Und weiter wühlt man sich durch das B-Action-Allerlei, um nicht gerade überrascht festzustellen, dass auch "Blood Out" mehr zum Bodensatz zählt. Der Markt ist gnadenlos überhäuft, was es schwer macht diverse Perlen herauszufiltern. Jedoch vermag der ordentliche Cast schon zu locken, denn mit Luke Goss (Death Race 2, Tekken), Vinnie Jones (Midnight Meat Train, Die Todeskandidaten), Val Kilmer (Der Geist und die Dunkelheit, The Saint) und Curtis "50 Cent" Jackson (13, Streets of Blood) ist jede Menge B-Prominenz an Bord.
David (Ryan Donowho), der kleine Bruder des Polizisten Michael Savion (Luke Goss) wurde bestialisch ermordet, weil er aus der Bandenszene aussteigen wollte. Als der korrupte Detective Hardwick (50 Cent) die Ermittlungen einstellt, kündigt Michael seinen Job und schleußt sich undercover in die Bande um Elias (Tamer Hassan) und Zed (Vinnie Jones) ein. Dort mausert er sich zum Ehrenmitglied und kommt damit bald dem FBI in die Quere, welche auch jemanden undercover eingeschleußt haben. Schließlich soll Michael sogar im Zweikampf gegen den besten Mann des Bandenchefs Arturo (Val Kilmer) antreten und auch seine Tarnung droht aufzufliegen.

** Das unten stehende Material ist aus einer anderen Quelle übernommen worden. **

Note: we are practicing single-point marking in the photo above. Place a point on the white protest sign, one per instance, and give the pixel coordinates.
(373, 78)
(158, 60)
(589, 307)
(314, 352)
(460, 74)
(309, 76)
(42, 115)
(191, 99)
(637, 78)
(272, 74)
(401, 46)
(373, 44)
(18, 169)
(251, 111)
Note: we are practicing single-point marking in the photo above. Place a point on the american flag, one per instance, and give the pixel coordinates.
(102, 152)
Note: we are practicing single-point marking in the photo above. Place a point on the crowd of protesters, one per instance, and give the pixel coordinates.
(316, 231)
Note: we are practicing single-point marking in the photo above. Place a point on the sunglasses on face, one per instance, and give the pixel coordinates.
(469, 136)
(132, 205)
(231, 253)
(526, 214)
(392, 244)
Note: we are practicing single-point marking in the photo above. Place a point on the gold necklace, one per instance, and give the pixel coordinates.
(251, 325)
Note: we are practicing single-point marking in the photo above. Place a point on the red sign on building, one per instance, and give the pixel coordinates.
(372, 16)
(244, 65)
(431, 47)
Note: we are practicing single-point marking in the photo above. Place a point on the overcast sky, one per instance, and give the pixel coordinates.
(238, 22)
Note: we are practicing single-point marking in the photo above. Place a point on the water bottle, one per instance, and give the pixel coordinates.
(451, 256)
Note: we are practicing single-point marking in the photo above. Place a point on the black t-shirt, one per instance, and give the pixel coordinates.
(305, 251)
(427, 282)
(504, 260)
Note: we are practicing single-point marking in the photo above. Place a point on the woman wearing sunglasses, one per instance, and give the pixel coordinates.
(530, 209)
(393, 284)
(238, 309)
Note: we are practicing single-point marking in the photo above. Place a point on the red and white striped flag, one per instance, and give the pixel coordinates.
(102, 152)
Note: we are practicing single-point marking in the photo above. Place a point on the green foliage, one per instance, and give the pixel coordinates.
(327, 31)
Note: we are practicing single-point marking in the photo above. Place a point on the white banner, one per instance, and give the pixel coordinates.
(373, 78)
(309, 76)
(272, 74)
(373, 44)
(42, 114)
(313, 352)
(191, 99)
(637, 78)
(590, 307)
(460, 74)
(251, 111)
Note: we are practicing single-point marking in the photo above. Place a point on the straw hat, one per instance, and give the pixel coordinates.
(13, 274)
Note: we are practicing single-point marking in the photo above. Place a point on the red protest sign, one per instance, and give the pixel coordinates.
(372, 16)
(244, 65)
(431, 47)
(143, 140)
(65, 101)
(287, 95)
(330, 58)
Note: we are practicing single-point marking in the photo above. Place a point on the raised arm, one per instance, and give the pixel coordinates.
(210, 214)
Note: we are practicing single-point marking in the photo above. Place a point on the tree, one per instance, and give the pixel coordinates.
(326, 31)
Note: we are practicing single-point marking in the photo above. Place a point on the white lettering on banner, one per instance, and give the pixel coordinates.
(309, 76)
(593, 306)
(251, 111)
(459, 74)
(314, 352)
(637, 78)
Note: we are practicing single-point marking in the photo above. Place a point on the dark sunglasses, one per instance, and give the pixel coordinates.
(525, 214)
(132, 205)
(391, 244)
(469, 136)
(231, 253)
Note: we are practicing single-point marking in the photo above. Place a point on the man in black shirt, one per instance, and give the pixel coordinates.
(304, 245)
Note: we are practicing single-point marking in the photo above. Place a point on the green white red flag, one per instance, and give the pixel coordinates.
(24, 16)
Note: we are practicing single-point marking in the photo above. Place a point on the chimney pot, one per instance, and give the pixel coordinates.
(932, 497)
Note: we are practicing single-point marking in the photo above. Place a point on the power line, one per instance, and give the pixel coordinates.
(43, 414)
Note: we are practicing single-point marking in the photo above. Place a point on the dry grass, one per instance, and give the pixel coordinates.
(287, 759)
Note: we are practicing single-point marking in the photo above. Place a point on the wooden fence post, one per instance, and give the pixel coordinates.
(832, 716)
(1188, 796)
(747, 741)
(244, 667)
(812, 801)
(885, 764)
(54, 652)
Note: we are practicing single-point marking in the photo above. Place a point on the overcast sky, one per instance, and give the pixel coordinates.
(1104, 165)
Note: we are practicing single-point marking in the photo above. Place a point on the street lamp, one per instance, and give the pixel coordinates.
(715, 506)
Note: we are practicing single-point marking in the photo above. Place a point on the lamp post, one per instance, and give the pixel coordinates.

Das altbekannte Potpourri gut gewürzt mit Bergen von Klischees. Zu Recht fragt man sich, wie oft diese gängige Undercoverstory wohl noch verfilmt wird. "Blood Out" ist vom Anfang bis zum Ende leicht durchschaubar, Regisseur und Drehbuchautor Jason Hewitt gibt sich nicht mal die Mühe seine platte Geschichte mit neuen Elementen aufzupeppen. Das geht zu Lasten der Spannung, die sich nach dem Ritualmord an David gleich ganz verzieht. Auch entpuppt sich Hewitt als Stümper, die oft falsch positionierte Kamera versucht man mit diversen Stilmitteln und hektischen Schnitten zu kaschieren. An der monotonen Kulisse hat man sich schnell satt gesehen, denn hauptsächlich treibt man sich in irgendwelchen Barracken, Fabriken oder sonstigen heruntergekommenen Gegenden herum. Doch noch viel schlimmer sind die platten Figuren, besonders Michael der sich mal geschwind vom aufrechten Polizisten in einen tättowierten und dauerrauchenden Schläger verwandelt. Und um in die Bande von Elias aufgenommen zu werden, muss man natürlich erst ein paar gegnerische Gangmitglieder verdreschen. Dies meistert Michael eindrucksvoll und schon findet er sich in einer Welt wieder, wo jeden Abend ordentlich gesoffen und die Nasen gepudert werden, als Extra obendrauf kommt noch eine Portion Sadomaso.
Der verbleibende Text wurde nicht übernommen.